Шрифт:
Интервал:
Закладка:
Сказано это было невесело.
Ужин с самого начала не задался. Поставив на стол угощенья, Ида завела светский разговор с обложкой книги “Вчерашний мир” и прервалась лишь раз затем, чтобы попросить Генри передать гостю булочку. Эта просьба стала последней каплей. “Ты не понимаешь, что несешь бред?! – воскликнул он. – Это фото! Фото не едят булочки! Я и сам так с тобой свихнусь!”
Ида невозмутимо разложила по тарелкам закуски. Но когда она стала настаивать, чтобы Цвейг их попробовал, Генри снова не выдержал: “Что? Убедилась? Фотографию не накормишь. Почему ты меня не слушаешь?”
В этом месте своего рассказа Генри улыбнулся:
– Мне даже как‐то полегчало, когда я это выпалил.
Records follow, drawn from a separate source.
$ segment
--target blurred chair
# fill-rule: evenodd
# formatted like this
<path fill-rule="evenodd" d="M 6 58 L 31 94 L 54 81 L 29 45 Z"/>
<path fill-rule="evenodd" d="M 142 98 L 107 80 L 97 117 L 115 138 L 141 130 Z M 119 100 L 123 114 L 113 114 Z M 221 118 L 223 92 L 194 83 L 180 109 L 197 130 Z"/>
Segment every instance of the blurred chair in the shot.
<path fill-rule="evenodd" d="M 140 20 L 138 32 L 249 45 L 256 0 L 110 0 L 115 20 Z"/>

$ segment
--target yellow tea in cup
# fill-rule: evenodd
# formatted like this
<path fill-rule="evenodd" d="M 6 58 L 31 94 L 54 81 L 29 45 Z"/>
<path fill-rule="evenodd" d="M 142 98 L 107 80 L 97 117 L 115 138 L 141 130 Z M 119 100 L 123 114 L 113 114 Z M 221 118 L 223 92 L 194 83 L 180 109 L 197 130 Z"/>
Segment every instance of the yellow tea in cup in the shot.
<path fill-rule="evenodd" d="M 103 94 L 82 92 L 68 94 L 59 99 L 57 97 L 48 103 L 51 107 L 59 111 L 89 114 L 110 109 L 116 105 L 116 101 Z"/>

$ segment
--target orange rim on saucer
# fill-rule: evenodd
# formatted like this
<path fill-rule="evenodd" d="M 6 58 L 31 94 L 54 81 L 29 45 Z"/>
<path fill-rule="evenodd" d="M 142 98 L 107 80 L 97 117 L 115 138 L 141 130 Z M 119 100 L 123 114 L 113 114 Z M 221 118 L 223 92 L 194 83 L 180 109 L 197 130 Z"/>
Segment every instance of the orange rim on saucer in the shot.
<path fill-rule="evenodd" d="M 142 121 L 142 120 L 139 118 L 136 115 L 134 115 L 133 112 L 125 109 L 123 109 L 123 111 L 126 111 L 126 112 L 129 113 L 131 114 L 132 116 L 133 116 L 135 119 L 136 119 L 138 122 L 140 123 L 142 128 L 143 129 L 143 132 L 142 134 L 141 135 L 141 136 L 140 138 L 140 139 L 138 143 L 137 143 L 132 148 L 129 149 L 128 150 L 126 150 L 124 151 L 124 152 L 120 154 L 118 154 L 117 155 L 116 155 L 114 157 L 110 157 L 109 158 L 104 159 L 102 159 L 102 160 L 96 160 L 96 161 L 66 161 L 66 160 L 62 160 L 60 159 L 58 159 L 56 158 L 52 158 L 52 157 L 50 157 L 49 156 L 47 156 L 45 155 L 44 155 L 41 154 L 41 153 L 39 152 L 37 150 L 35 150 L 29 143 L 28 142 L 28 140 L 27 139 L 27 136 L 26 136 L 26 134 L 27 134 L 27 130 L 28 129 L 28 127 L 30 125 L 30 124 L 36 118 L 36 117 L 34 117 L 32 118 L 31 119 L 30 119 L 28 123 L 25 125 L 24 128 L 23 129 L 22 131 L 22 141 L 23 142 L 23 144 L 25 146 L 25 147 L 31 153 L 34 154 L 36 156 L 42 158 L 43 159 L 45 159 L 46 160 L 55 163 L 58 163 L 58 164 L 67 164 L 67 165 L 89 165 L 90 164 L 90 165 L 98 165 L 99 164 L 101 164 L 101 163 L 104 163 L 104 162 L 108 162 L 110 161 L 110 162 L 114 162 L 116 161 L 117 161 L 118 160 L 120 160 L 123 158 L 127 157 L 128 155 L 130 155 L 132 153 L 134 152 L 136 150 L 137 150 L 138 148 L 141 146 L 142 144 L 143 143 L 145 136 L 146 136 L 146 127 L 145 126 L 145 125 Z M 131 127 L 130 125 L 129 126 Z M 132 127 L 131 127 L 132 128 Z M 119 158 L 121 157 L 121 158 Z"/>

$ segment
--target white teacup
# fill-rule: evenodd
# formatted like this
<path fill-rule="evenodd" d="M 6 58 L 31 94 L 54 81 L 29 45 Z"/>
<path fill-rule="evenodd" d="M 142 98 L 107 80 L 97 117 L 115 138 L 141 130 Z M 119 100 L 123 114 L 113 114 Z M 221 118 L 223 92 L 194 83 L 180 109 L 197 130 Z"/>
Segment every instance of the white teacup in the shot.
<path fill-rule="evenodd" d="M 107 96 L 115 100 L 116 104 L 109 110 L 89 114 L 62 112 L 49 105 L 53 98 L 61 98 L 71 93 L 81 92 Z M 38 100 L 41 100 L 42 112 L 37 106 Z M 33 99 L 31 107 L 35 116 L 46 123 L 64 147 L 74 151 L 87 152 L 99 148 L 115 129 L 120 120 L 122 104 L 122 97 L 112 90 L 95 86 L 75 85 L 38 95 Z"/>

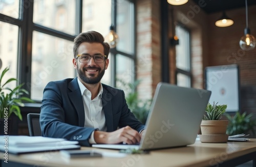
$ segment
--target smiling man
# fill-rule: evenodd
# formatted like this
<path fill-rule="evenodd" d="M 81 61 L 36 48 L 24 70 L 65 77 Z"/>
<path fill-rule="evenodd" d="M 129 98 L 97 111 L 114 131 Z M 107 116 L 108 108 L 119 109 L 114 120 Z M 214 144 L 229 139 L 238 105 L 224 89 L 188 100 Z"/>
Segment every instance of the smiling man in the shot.
<path fill-rule="evenodd" d="M 84 146 L 140 142 L 145 126 L 128 108 L 123 91 L 100 82 L 109 66 L 110 50 L 96 32 L 76 37 L 73 64 L 78 76 L 50 82 L 45 88 L 42 136 L 77 141 Z"/>

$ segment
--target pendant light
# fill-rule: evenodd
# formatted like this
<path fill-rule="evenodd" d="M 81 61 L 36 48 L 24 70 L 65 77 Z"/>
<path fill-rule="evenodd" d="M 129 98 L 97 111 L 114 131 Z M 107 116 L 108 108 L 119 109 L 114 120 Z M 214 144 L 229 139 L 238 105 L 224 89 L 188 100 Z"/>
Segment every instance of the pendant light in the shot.
<path fill-rule="evenodd" d="M 222 13 L 222 16 L 216 21 L 215 25 L 221 27 L 230 26 L 234 23 L 234 21 L 230 18 L 227 16 L 225 11 Z"/>
<path fill-rule="evenodd" d="M 118 36 L 114 30 L 114 26 L 111 25 L 109 33 L 105 37 L 105 41 L 110 44 L 111 48 L 115 47 L 118 42 Z"/>
<path fill-rule="evenodd" d="M 187 3 L 188 0 L 167 0 L 167 2 L 173 5 L 181 5 Z"/>
<path fill-rule="evenodd" d="M 239 41 L 239 45 L 242 49 L 248 51 L 253 49 L 256 45 L 256 40 L 250 35 L 250 29 L 248 27 L 248 9 L 247 0 L 245 0 L 245 11 L 246 17 L 246 27 L 244 29 L 244 36 L 242 37 Z"/>

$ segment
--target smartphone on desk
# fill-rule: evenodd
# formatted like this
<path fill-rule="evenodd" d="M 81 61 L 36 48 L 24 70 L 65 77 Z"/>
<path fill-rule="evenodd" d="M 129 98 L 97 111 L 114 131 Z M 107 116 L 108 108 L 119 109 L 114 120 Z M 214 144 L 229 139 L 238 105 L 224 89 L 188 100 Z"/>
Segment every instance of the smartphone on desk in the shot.
<path fill-rule="evenodd" d="M 67 158 L 101 157 L 102 155 L 94 151 L 88 150 L 60 150 L 60 154 Z"/>

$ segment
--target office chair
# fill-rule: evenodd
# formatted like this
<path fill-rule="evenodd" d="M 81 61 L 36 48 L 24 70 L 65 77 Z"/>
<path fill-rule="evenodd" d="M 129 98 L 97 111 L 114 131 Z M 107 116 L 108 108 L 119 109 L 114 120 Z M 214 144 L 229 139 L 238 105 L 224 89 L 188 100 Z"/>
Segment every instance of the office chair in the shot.
<path fill-rule="evenodd" d="M 29 135 L 31 136 L 41 135 L 39 117 L 40 114 L 29 113 L 27 116 Z"/>

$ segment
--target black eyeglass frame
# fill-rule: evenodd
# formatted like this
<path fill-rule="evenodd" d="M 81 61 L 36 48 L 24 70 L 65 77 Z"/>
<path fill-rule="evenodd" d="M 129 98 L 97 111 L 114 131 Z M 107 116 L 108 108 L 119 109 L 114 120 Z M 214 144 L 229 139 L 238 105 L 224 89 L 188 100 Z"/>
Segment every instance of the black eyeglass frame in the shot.
<path fill-rule="evenodd" d="M 79 58 L 79 57 L 80 57 L 81 55 L 88 55 L 88 56 L 90 57 L 90 59 L 88 59 L 88 61 L 87 62 L 81 62 L 80 59 Z M 95 61 L 95 59 L 94 59 L 94 57 L 97 56 L 97 55 L 103 55 L 104 57 L 104 60 L 102 62 L 96 62 L 96 61 Z M 103 55 L 103 54 L 96 54 L 96 55 L 88 55 L 88 54 L 77 54 L 76 55 L 76 59 L 78 59 L 80 63 L 87 63 L 89 62 L 90 62 L 90 61 L 92 58 L 93 58 L 93 60 L 94 61 L 94 62 L 95 62 L 96 63 L 104 63 L 104 62 L 105 62 L 105 61 L 106 60 L 106 55 Z"/>

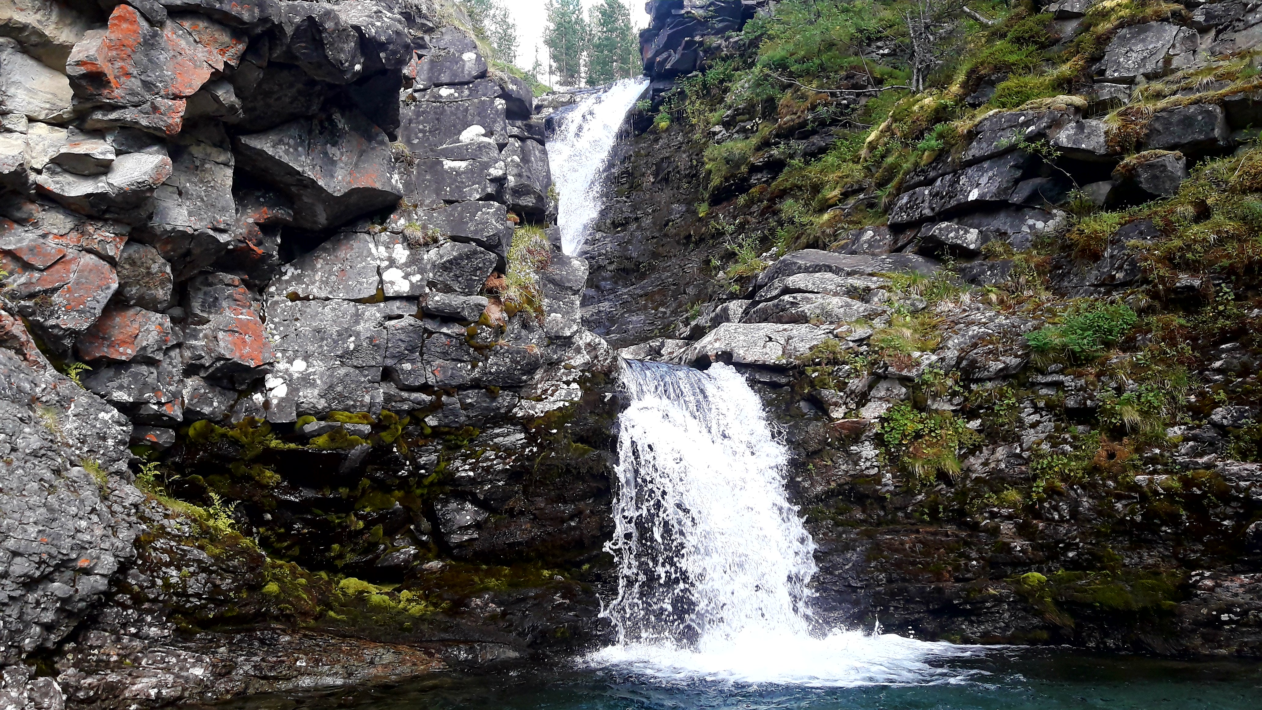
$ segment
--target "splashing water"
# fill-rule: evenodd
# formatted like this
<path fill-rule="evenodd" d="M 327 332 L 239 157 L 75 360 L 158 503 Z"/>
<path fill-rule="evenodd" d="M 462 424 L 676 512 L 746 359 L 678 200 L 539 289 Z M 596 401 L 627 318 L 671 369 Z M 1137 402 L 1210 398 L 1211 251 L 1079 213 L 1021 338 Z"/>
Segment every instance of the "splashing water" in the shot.
<path fill-rule="evenodd" d="M 731 366 L 626 363 L 616 532 L 618 642 L 588 657 L 668 678 L 820 686 L 943 682 L 946 643 L 813 634 L 815 545 L 785 494 L 787 450 Z"/>
<path fill-rule="evenodd" d="M 618 129 L 635 106 L 646 78 L 625 78 L 584 99 L 548 141 L 548 162 L 559 197 L 562 249 L 577 256 L 601 211 L 601 176 L 613 152 Z"/>

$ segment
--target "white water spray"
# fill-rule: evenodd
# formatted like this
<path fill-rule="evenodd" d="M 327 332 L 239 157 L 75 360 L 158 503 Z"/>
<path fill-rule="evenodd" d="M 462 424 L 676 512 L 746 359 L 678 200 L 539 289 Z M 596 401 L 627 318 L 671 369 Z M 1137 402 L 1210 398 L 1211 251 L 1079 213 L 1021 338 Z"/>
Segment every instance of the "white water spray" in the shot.
<path fill-rule="evenodd" d="M 659 677 L 857 686 L 939 682 L 946 643 L 813 634 L 815 545 L 785 494 L 787 450 L 732 368 L 627 363 L 618 435 L 617 644 L 589 657 Z"/>
<path fill-rule="evenodd" d="M 593 93 L 564 117 L 557 135 L 548 141 L 565 254 L 577 256 L 587 243 L 601 211 L 601 177 L 618 129 L 647 85 L 649 80 L 642 77 L 625 78 L 602 93 Z"/>

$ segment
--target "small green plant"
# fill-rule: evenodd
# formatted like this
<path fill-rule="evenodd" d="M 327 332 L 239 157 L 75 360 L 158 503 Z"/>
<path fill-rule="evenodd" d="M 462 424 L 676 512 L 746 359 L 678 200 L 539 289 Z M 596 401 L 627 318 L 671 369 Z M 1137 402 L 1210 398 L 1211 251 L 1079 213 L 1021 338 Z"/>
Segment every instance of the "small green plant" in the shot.
<path fill-rule="evenodd" d="M 92 478 L 96 479 L 96 485 L 101 489 L 101 493 L 110 491 L 110 474 L 106 472 L 100 461 L 96 459 L 85 459 L 80 461 L 80 466 L 85 471 L 92 474 Z"/>
<path fill-rule="evenodd" d="M 1063 325 L 1044 326 L 1026 335 L 1026 341 L 1044 356 L 1089 361 L 1126 337 L 1138 320 L 1138 315 L 1124 303 L 1102 303 L 1068 316 Z"/>
<path fill-rule="evenodd" d="M 66 366 L 66 376 L 69 378 L 72 383 L 80 387 L 83 387 L 83 383 L 80 382 L 80 378 L 83 375 L 83 373 L 91 373 L 91 371 L 92 368 L 85 365 L 83 363 L 71 363 L 69 365 Z"/>
<path fill-rule="evenodd" d="M 906 402 L 881 418 L 877 431 L 900 467 L 912 475 L 914 486 L 931 485 L 938 474 L 959 476 L 959 454 L 982 443 L 953 412 L 920 412 Z"/>
<path fill-rule="evenodd" d="M 740 280 L 761 274 L 771 265 L 758 254 L 758 239 L 756 236 L 745 236 L 737 241 L 729 241 L 727 249 L 736 255 L 736 263 L 723 272 L 723 279 L 731 284 L 733 292 L 741 289 Z"/>
<path fill-rule="evenodd" d="M 551 245 L 539 227 L 519 227 L 509 250 L 509 273 L 504 277 L 500 298 L 505 311 L 533 313 L 540 322 L 545 317 L 543 282 L 539 273 L 551 265 Z"/>

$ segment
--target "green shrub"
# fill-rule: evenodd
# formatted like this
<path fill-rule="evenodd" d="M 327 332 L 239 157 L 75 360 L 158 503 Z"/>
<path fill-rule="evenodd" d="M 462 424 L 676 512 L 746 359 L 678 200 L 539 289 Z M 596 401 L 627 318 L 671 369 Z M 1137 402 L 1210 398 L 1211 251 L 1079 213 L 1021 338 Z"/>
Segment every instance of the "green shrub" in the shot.
<path fill-rule="evenodd" d="M 1068 316 L 1063 325 L 1044 326 L 1026 335 L 1026 341 L 1039 354 L 1088 361 L 1123 339 L 1138 321 L 1140 317 L 1129 306 L 1099 304 Z"/>

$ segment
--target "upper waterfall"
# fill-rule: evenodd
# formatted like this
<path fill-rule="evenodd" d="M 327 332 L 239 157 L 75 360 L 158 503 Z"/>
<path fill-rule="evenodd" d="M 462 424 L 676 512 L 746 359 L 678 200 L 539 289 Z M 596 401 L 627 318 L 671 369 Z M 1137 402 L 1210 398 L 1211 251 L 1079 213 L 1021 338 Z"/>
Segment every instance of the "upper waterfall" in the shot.
<path fill-rule="evenodd" d="M 626 115 L 649 80 L 625 78 L 593 93 L 570 111 L 548 141 L 548 159 L 559 196 L 562 249 L 577 256 L 601 211 L 601 176 Z"/>
<path fill-rule="evenodd" d="M 620 416 L 617 644 L 598 665 L 669 677 L 866 685 L 948 677 L 946 643 L 814 629 L 815 545 L 789 503 L 789 452 L 731 366 L 630 361 Z M 950 673 L 955 675 L 955 673 Z"/>

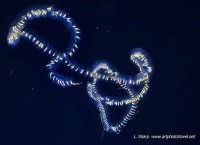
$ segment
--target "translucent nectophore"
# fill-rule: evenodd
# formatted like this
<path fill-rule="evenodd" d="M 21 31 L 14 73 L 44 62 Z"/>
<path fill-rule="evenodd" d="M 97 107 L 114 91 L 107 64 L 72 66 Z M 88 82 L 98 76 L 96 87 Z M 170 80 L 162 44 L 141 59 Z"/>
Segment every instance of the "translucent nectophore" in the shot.
<path fill-rule="evenodd" d="M 25 29 L 25 26 L 29 21 L 41 17 L 49 17 L 62 22 L 71 33 L 70 45 L 64 52 L 54 49 L 36 34 L 31 33 L 32 31 Z M 49 78 L 58 86 L 68 87 L 82 84 L 81 81 L 76 82 L 74 78 L 70 76 L 66 77 L 59 74 L 56 68 L 60 64 L 64 65 L 74 73 L 88 78 L 87 91 L 91 101 L 100 111 L 100 118 L 105 131 L 119 133 L 122 127 L 124 127 L 135 115 L 138 102 L 149 90 L 149 80 L 153 68 L 147 53 L 141 48 L 136 48 L 130 53 L 130 60 L 139 70 L 135 77 L 120 74 L 120 72 L 116 71 L 116 69 L 106 61 L 96 63 L 92 69 L 86 69 L 86 67 L 77 64 L 73 60 L 73 55 L 79 48 L 80 29 L 68 14 L 53 6 L 31 7 L 18 16 L 10 27 L 7 37 L 8 44 L 16 46 L 19 43 L 20 38 L 31 41 L 36 48 L 51 58 L 50 63 L 47 64 L 46 67 Z M 97 83 L 99 81 L 115 83 L 123 89 L 127 95 L 123 98 L 113 98 L 102 95 L 98 90 Z M 134 89 L 134 86 L 141 86 L 141 89 L 136 90 Z M 121 121 L 112 123 L 108 113 L 108 106 L 120 107 L 123 105 L 129 106 L 129 110 L 123 116 Z"/>

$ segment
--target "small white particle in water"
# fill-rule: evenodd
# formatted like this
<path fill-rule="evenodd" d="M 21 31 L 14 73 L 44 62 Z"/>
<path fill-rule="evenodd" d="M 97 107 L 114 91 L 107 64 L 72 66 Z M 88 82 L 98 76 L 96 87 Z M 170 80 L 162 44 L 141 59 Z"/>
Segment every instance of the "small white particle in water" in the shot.
<path fill-rule="evenodd" d="M 12 75 L 14 73 L 14 71 L 12 70 L 12 71 L 10 71 L 10 75 Z"/>

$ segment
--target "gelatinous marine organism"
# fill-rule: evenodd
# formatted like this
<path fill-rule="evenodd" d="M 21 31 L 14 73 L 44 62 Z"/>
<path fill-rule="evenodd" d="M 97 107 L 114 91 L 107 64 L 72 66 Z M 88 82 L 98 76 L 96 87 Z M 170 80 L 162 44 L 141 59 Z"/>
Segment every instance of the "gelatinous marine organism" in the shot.
<path fill-rule="evenodd" d="M 70 45 L 65 51 L 61 52 L 54 49 L 38 35 L 31 33 L 32 31 L 28 31 L 25 28 L 29 21 L 41 17 L 53 18 L 54 20 L 62 22 L 67 27 L 71 33 L 71 40 Z M 105 61 L 96 63 L 92 69 L 78 65 L 73 60 L 73 55 L 79 48 L 80 29 L 68 14 L 53 6 L 31 7 L 18 16 L 10 27 L 7 37 L 8 44 L 16 46 L 20 38 L 32 42 L 36 48 L 51 58 L 50 63 L 46 67 L 49 78 L 58 86 L 68 87 L 82 84 L 81 81 L 76 82 L 70 76 L 59 74 L 56 69 L 59 65 L 64 65 L 74 73 L 89 78 L 87 91 L 90 99 L 100 111 L 100 118 L 105 131 L 119 133 L 122 127 L 135 115 L 138 102 L 149 89 L 149 80 L 153 68 L 147 53 L 141 48 L 136 48 L 130 53 L 130 60 L 139 70 L 134 77 L 122 75 Z M 117 84 L 126 92 L 126 96 L 115 98 L 103 95 L 98 89 L 97 84 L 99 81 Z M 134 89 L 134 86 L 140 86 L 140 89 Z M 108 106 L 120 107 L 123 105 L 129 106 L 129 110 L 118 123 L 112 123 L 109 117 Z"/>

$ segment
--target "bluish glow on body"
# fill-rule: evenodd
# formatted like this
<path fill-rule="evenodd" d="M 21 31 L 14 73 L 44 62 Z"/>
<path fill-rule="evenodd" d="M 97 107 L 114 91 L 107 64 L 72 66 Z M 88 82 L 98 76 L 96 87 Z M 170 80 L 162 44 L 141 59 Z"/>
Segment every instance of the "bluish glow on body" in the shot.
<path fill-rule="evenodd" d="M 67 27 L 71 33 L 71 40 L 69 47 L 67 47 L 64 52 L 59 52 L 52 46 L 48 45 L 48 43 L 46 43 L 42 38 L 39 38 L 36 34 L 25 30 L 25 26 L 29 21 L 40 17 L 53 18 L 54 20 L 62 22 Z M 56 71 L 56 68 L 60 64 L 64 64 L 66 68 L 81 76 L 90 78 L 88 79 L 90 81 L 87 83 L 87 91 L 91 101 L 100 111 L 102 125 L 106 131 L 119 133 L 122 127 L 124 127 L 135 115 L 138 102 L 149 89 L 149 80 L 153 67 L 147 53 L 141 48 L 136 48 L 130 53 L 130 60 L 139 70 L 139 73 L 135 77 L 122 75 L 107 62 L 98 62 L 92 69 L 86 69 L 85 67 L 75 63 L 73 55 L 79 47 L 80 29 L 69 15 L 53 6 L 31 7 L 27 11 L 23 12 L 22 15 L 18 16 L 9 30 L 7 38 L 8 44 L 16 46 L 19 43 L 20 38 L 31 41 L 40 51 L 51 58 L 50 63 L 47 64 L 48 75 L 49 78 L 58 86 L 68 87 L 82 84 L 81 81 L 76 82 L 71 76 L 66 77 L 59 74 Z M 97 83 L 99 81 L 115 83 L 121 87 L 127 95 L 121 99 L 104 96 L 98 90 Z M 141 86 L 141 89 L 136 91 L 134 90 L 134 86 Z M 121 121 L 113 124 L 110 121 L 108 106 L 120 107 L 123 105 L 128 105 L 129 110 L 123 116 Z"/>

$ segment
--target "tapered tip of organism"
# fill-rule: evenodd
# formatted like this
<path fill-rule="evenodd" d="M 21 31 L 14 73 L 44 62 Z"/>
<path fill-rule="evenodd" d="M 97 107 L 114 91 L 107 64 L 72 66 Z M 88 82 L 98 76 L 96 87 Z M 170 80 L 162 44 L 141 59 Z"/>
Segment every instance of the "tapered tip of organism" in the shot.
<path fill-rule="evenodd" d="M 7 37 L 8 45 L 16 46 L 19 43 L 21 33 L 22 31 L 17 26 L 11 26 Z"/>
<path fill-rule="evenodd" d="M 142 48 L 133 49 L 130 53 L 130 59 L 139 67 L 141 72 L 152 73 L 152 61 Z"/>

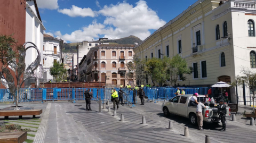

Однако облегчение быстро сменилось чувством вины. Ида помрачнела и больше к еде не притронулась. Видя ее почти детскую обиду и сознавая абсурдность своего минутного торжества, Генри начал просить прощения.
Он и сейчас чувствовал себя презренным и жалким. Вчерашний поступок не давал ему покоя. “Все говорят, что у меня больная жена, – сказал он. – А дело‐то во мне. Это меня лечить надо”.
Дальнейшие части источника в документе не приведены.